33
Cuando Gamali y yo penetramos en el íntimo salón principal de la casa de Isaac Onkeneira se produjo un largo silencio.
—¡He aquí mis nuevos amigos! —nos presentó el venerable trujamán—. Y como podéis ver han traído sus laúdes, tal y como me prometieron.
En la estancia cálida y espaciosa estaban reunidos sus hijos, hijas, yernos, nueras y nietos. Él los fue presentando uno a uno, ufano por ser bendecido por tan numerosa prole.
Y entonces sucedió lo inesperado. ¿Cómo es posible que entre cerca de treinta personas yo sólo la viera a ella? La menor de las hijas de Onkeneira esperaba su turno en un rincón, entre los pliegues de una cortina azul; era muy rubia, esbelta y de aspecto frágil, de piel dorada y grandes ojos color miel.
Se aproximó e hizo la reverencia; vi su nuca, el delicado cuello, la raíz del cabello dorado y la espalda alargada y firme. Cuando alzó la cabeza y sonrió, en mi corazón prendió esa sensación imprecisa al principio, pero después muy reconocible: me enamoré.

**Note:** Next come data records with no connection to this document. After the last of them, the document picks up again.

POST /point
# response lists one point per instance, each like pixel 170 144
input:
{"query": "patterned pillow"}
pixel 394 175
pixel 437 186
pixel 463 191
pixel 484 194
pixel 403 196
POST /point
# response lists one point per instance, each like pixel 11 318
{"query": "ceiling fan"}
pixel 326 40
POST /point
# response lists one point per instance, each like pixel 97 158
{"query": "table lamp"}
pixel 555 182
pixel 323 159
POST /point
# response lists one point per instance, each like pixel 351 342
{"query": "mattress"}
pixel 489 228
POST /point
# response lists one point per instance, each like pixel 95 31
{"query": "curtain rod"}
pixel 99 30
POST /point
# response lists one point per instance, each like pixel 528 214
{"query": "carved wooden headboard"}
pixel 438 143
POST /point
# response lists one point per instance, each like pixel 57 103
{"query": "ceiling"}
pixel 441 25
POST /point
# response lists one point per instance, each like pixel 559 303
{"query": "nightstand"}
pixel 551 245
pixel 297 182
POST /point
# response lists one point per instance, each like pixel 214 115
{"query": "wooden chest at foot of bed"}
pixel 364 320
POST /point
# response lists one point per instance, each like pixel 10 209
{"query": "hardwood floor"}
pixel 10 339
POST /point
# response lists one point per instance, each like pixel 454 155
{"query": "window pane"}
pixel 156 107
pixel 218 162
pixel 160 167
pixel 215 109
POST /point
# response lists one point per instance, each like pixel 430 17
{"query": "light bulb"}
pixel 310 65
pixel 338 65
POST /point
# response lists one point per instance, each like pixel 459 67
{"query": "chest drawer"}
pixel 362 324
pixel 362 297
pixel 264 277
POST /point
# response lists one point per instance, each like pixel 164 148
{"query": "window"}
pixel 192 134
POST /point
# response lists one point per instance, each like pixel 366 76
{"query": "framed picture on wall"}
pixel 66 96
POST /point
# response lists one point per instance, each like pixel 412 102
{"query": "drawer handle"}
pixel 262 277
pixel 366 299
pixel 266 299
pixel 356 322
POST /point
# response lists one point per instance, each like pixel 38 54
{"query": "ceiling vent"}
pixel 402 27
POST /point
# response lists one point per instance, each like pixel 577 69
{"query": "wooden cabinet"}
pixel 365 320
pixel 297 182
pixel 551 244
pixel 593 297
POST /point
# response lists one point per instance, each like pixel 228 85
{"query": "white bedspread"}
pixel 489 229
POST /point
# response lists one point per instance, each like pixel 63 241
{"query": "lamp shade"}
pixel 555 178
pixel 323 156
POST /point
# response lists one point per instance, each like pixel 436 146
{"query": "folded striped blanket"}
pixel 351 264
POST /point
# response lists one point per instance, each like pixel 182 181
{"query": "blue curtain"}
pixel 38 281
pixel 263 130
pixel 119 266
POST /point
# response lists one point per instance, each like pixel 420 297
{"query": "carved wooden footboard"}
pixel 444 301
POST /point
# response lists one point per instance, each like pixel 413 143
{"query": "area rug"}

—Y ésta es Levana —señaló el sabio hebreo—, la menor de mis hijas, nacida de mi segundo matrimonio con mi esposa Hadice, que es circasiana.
—¿Levana? —Debí de poner cara de idiota.
—Significa «Luna» en lengua hebrea. Es por sus cabellos claros, ¿comprendes? La raza del Circaso es así—explicó el padre.
Ella me miró con ojos gozosos. Me quedé sin aliento. Y supongo que todos nos observaban. Porque Onkeneira rompió el ridículo instante:
—¡Bueno, basta de presentaciones! Ahora comamos y bebamos para conocernos todos mejor.
A partir de ese momento, transcurrió todo con la simplicidad que suele darse en esa clase de reuniones familiares. Las mujeres servían la mesa, mientras los hombres, acomodados en los divanes, dábamos cuentas de las viandas en animada conversación.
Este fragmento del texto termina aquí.